What happened
The US Cybersecurity and Infrastructure Security Agency (CISA), in collaboration with Australia's Australian Signals Directorate (ASD), the Canadian Centre for Cyber Security, New Zealand's National Cyber Security Centre, and the UK's National Cyber Security Centre (NCSC), published a joint advisory outlining design, development, and deployment guidelines for agentic AI systems.

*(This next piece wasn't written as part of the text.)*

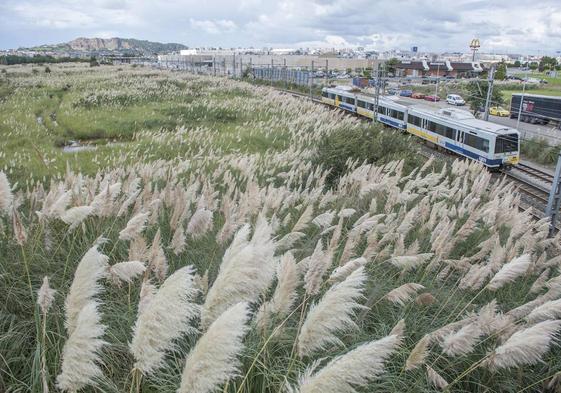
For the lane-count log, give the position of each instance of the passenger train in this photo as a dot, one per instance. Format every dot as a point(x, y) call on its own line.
point(453, 129)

The advisory mandates strict adherence to least-privilege principles, continuous monitoring and auditing, human-in-the-loop controls for non-sensitive tasks, secure development practices per DevSecOps fundamentals, and regular incident response testing.
Why it matters
This is the first coordinated, multi-nation guidance specifically targeting agentic AI security. The advisory explicitly addresses prompt injection, tool misuse, privilege creep, identity spoofing, and agent impersonation—attack vectors that traditional application security models were not designed to handle. CISA's emphasis on least privilege for agents (not just users) and continuous auditing reflects growing recognition that AI agents operate at machine speed across distributed systems, making them difficult to secure with static trust boundaries. Organizations that deploy agents without implementing these controls risk giving attackers a persistent, automated foothold with elevated permissions.
Action needed
CISOs should conduct an inventory of all deployed AI agents, documenting what data, tools, and systems each agent can access. Implement least-privilege policies that constrain agent permissions to the minimum necessary for each task. Establish continuous monitoring to flag deceptive agent behavior, unusual API calls, or scope creep. For agents with tool-use capabilities (e.g., MCP servers, LangChain tools), enforce human approval for actions that modify infrastructure, access sensitive data, or execute code. Review and test incident response plans specifically for agentic AI compromise scenarios.